Dating since the age of 15, Jim and Mary have been married for 41 years. Despite early knowledge of HD in Jim’s family and his diagnosis in 2000, Mary’s commitment to her husband has been unwavering.
“We’re both Christians. We both rely on faith and we both believe that God’s in control…that’s what keeps us going.”
“Not to say that it’s easy...It’s not easy. There are times we just want to pull our hair out.”
“I already beat you to that,” Jim points out to his wife, referring to his balding head.
The ensuing laughter offered a brief respite from his reality with HD - an inability to continue practicing as a mechanical engineer, reliance on two trekking poles to walk, and the knowledge of what’s to come after caring for both a father and grandmother with the disease.
Lisa is the caregiver of Sean, her spousal equivalent of 29 years. What surprised me more than her story was the ease with which she spoke. Throughout the interview, Sean reclined in the adjacent room, unable to speak or walk, though clearly paying more attention to my presence than his routine Wheel of Fortune viewing. Before leaving, Lisa was sure to show me a scrapbook Sean’s mother had made for his 40th birthday. Inside were countless images of Sean playing baseball or showing off his charismatic smile and muscular build. When asked how she stays so incredibly positive despite the waning of Sean’s mental and physical abilities over the years, Lisa mentions The Precious Present, a book her sister gave to her around the time Sean was diagnosed with HD.
“It’s about not dwelling on the past, not worrying about the future, just thinking about today, because today’s the gift.”
Laura’s husband has symptomatic HD. They have two daughters, ages 19 and 21. Neither has been tested.
Laura has come to terms with the fact that her husband and life partner will likely die within the next decade. What forever occupies her mind, however, is that both daughters are at risk. She and her husband had children knowing he was HD positive.
“They were saying ‘Oh in 20 years from now there will be a cure.’ Now I know that’s bullshit. When somebody asks you should I have a baby or not, the answer now is no. It’s not like everything is valid and everything is a choice you can make…when you take the risk that child takes the consequences.”
Maureen shows that even before the onset of obvious symptoms, being positive for HD can be pervasive in one’s everyday life. After recently losing her driver’s license due to the DMV’s knowledge of her neurodegenerative disease, she has become increasingly frustrated.
“One of the things that I tend to do is I can’t get these things out of my brain.
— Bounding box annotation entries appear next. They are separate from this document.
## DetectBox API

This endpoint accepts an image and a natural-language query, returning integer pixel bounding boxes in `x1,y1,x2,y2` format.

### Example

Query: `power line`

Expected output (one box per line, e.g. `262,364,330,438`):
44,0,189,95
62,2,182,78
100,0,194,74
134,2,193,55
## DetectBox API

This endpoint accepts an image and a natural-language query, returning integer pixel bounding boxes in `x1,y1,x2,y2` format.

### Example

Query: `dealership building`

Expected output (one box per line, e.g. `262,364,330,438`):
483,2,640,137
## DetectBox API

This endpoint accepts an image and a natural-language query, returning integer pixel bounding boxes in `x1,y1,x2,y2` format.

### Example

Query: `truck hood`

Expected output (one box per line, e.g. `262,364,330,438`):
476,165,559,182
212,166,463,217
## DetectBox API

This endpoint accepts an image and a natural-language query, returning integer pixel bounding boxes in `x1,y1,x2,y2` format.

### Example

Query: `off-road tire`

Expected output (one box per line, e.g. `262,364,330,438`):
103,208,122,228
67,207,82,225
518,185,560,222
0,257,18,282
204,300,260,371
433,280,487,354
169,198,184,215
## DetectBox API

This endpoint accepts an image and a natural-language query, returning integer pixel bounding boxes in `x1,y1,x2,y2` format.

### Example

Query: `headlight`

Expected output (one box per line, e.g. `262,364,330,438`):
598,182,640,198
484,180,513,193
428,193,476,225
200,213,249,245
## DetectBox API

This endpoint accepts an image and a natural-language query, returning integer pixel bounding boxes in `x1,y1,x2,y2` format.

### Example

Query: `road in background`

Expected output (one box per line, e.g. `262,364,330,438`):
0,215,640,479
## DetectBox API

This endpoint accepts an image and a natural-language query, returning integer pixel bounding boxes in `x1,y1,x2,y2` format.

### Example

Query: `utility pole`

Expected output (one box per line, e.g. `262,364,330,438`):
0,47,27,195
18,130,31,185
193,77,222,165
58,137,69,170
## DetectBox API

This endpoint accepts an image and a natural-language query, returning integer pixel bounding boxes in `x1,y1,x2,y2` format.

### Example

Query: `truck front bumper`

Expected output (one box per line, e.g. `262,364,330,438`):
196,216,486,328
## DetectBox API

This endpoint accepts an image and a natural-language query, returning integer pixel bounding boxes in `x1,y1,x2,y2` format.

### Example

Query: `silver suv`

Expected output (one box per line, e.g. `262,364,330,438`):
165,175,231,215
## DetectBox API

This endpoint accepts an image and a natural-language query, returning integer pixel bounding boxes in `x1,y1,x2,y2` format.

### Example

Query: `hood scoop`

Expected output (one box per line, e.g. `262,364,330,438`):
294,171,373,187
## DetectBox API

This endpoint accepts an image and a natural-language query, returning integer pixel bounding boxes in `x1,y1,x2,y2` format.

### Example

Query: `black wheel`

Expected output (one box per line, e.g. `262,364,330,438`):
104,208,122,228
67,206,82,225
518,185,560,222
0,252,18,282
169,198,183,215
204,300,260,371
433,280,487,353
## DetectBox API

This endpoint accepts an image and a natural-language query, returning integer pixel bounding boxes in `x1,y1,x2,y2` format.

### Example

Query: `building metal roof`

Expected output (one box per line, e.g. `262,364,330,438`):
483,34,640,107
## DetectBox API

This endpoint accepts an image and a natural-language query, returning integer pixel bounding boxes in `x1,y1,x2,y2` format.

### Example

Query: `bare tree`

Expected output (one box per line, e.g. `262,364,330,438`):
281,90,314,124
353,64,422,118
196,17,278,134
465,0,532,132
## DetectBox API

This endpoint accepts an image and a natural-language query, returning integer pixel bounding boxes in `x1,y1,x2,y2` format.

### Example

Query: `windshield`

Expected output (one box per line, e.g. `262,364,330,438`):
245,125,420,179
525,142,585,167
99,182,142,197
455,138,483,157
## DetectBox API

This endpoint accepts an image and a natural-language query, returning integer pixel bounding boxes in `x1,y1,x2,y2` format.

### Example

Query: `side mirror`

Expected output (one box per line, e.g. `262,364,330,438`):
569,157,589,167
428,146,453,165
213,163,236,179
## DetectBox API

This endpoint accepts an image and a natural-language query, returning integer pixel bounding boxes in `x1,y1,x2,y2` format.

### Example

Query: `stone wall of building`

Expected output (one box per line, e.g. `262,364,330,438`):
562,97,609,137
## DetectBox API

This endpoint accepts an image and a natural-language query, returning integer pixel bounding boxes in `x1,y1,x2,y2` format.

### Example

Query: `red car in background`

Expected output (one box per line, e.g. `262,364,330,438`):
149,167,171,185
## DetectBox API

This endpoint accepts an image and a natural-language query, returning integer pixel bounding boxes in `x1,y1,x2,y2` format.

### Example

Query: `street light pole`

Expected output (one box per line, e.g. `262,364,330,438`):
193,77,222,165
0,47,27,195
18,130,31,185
I worry all the time, I’m stressed all the time because I can’t get things out of my brain...Even if I pass the drivers test, I may have to get new insurance and how much is that going to cost?”
Seeing the conversation quickly becoming dominated by the negativity surrounding the DMV, Maureen’s husband Brian interjected:
“But anyway. We went to the bicycle shop this afternoon.”
David and his wife Maureen are both musicians. Maureen was trying to find an accompanist for a piece she was playing on violin and put an ad up in the music department at Stanford. Though he worked as a programmer, David decided to take a piano class at Stanford.
“I went to the music department just to browse around and came across an ad. All the numbers had been torn off except for one.”
Maureen hasn’t picked up her violin for some years, but David has encouraged her to start playing piano again as a subtle attempt to delay the onset of HD symptoms.
Despite watching both her grandmother and father develop symptomatic Huntington’s disease, Sarah shows that testing positive is not always negative. After graduating from Stanford law school and securing a position in an east coast law firm, testing positive for HD helped her to reevaluate what she finds most meaningful in life.
“I practiced in Washington D.C. for two and a half years when I quit my job and went up to Alaska to become a mountain guide.”